As I've mentioned in a previous de Lint review, I've been looking forward to his novels -- the Newford Series in particular -- for well-night a decade, ever since I first spied Widdershins and its delightful cover art on the new-book display at Borders. De Lint's short stories, when I've encountered them in anthologies, have been the urban fantasy equivalent of junk food, pleasant and comforting but lacking in surprise or nuance, a competent product slung ably well. Someone I know describes the Newford novels in similar terms, saying they're his go-to junk reading -- which is scarcely an encouraging statement about a series that, per Wikipedia, comprises approximately twenty-three volumes at last count. That's a lot of junk to read. And this first volume, which I've finally gotten around to after ten years, sadly seems to confirm that assertion.

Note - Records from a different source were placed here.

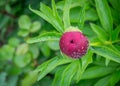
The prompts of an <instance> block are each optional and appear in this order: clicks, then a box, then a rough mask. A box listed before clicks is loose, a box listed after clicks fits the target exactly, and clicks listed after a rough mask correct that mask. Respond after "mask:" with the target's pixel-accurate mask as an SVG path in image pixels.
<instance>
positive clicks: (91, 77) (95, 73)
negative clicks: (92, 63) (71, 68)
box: [82, 66, 116, 79]
mask: <svg viewBox="0 0 120 86" xmlns="http://www.w3.org/2000/svg"><path fill="white" fill-rule="evenodd" d="M115 69H116V68H113V67H106V66H105V67H104V66H93V67H90V68H88V69H87V70H86V71H85V72H84V73H83V75H82V79H93V78H98V77H102V76H105V75H108V74H110V73H112V72H113V71H114V70H115Z"/></svg>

The first problem is, it's a young adult book, and whether it's the era in which it was written, or de Lint's own inexperience at this stage in his career, it isn't a particularly deft young adult book. In places it comes across as hopelessly patronizing: The troubled girl wears Metallica t-shirts! The nerdy girl idolizes Bill Murray and Chevy Chase! The name-checking feels inorganic and insincere, as far from the skillfully spun teen voice of Rainbow Rowell (or Holly Black, on her better days) as possible. The magical elements are most definitely symptoms of their time, with a Magical Black Woman (a transient street person by choice!) reading Metallica girl's tarot and a Magical Native American whisking them off to manitou-land in a cloud of pipe smoke. De Lint's prose lacks the more natural rhythms I remember from his later short stories, sounding here more like nails pounded in to hold the shaky scaffolding together. And there's a rather forced "Don't do drugs, kids!" message tossed in there, because it's 1990. It all made me wish Emma Bull had written more Twin Cities fantasy.

This wasn't, like, repellently bad or anything, but it is a shoddy beginning to a series I'm already beginning to question my devotion to. I mean... I do want to persevere to the likes of Someplace to Be Flying, The Onion Girl, and yes, even Widdershins -- but I might exercise some judicious skipping to get there.